Pariser Börse: Luxusmarken sehen Ende herbei

Pariser Börse: Luxusmarken sehen Ende herbei

4/20/2021

Die Pariser Börse notiert so hoch wie seit zwei Jahrzehnten nicht mehr. Die drei schwersten Werte sind jetzt erstmals Luxusaktien.

Der Pandemie überdrüssig, trösten sich die Anleger lieber mit dem Feinen und Edlen.
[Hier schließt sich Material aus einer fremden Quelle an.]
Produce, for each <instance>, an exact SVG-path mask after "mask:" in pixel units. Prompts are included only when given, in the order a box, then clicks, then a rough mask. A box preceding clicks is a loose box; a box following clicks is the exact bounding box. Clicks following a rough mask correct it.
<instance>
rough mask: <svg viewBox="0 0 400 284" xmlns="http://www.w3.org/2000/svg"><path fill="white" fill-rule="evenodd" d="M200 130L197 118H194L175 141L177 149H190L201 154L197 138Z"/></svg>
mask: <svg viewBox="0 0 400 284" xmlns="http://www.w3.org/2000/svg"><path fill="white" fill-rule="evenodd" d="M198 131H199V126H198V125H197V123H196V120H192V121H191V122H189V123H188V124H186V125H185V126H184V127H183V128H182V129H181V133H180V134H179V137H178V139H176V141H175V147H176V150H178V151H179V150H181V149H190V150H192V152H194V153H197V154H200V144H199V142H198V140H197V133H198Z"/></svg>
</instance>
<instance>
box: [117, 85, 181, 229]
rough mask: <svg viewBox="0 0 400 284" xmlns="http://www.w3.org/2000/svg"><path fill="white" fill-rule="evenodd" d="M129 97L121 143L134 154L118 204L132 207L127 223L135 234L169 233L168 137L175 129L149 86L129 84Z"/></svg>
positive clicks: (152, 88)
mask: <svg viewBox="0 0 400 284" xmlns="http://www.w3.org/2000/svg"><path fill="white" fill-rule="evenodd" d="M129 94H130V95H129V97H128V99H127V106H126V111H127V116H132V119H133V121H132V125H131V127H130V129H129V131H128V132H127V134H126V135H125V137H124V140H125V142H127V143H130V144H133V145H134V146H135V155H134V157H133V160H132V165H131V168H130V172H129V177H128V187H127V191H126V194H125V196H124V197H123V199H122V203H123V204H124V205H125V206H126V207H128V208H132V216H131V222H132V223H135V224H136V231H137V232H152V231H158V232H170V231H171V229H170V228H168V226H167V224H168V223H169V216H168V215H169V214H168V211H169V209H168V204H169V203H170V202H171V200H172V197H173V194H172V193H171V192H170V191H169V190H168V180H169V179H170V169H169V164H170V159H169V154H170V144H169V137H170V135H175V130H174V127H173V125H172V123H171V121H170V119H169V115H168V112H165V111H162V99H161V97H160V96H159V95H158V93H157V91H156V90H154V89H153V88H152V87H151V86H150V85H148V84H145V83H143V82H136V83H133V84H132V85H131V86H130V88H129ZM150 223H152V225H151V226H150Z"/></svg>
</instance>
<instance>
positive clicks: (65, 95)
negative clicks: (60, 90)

So könnte man den Wachwechsel interpretieren, der in der vergangenen Woche an der Pariser Börse stattfand: Drittschwerster Wert ist jetzt nicht mehr der Pharmahersteller Sanofi, der an einem Impfstoff gegen Covid-19 arbeitet, sondern Hermès, der kleine, aber feine Luxuswarenhersteller mit gerade einmal 14.000 Mitarbeitern. 111 Milliarden Euro ist das Unternehmen mit den legendären Handtaschen-Modellen Jane Birkin und Kelly aus Sicht der Anleger jetzt wert. Der Eroberungsfeldzug der Luxushersteller hat mit den jüngsten Quartalsergebnissen neuen Schwung bekommen.

 

Dank der guten Verkäufe in Asien und Nordamerika haben sie die Krise schon weitgehend hinter sich gelassen. Das Internetgeschäft läuft auch immer runder, nachdem sich die Hersteller zuvor lange an den physischen Einkaufserlebnissen in ihren Markentempeln festgehalten hatten. Nicht wenige Kunden verführt das dazu, die Ausgaben für eine Auslandsreise durch den Kauf eines Premiumprodukts zu ersetzen. Die drei schwersten Werte an der Pariser Börse sind jetzt erstmals Luxusaktien: Vor Hermès liegen LVMH, die Nummer eins Frankreichs und Europas mit einem Marktwert von 321 Milliarden Euro, gefolgt vom L’Oréal-Konzern, der nicht nur Luxusmarken verkauft, aber bei einer Börsenkapitalisierung von 192 Milliarden Euro von dieser Welle profitiert. Auch der Hersteller Kering, der mit seiner Vielmarkenstrategie von Gucci bis Saint Laurent dem Erzrivalen LVMH gleicht, kommt immerhin auf 82 Milliarden Euro und liegt auf Rang sechs hinter den drei Luxus-Spitzenreitern sowie Sanofi und Total.

 

Doch nicht wenige Aktionäre wollen dem Glanz und Glitter inzwischen nicht mehr trauen. Die Bewertungen der Unternehmen haben an vielen Börsenplätzen neue Höchststände erreicht, wenn man den Zeitraum seit dem Platzen der Internetblase vor gut zwei Jahrzehnten betrachtet. Das gilt auch für den französischen Leitindex CAC40 auf dem aktuellen Niveau von rund 6350 Punkten. Die jüngeren Teilnehmer des Börsengeschäfts waren noch gar nicht berufstätig, als der Index im September des Jahres 2000 fast die Grenze von 7000 Punkten überschritt. Im Gegensatz zu anderen Börsen wie etwa der in Frankfurt hat der CAC40 den Höchststand jener euphorischen Zeit noch nicht übertroffen.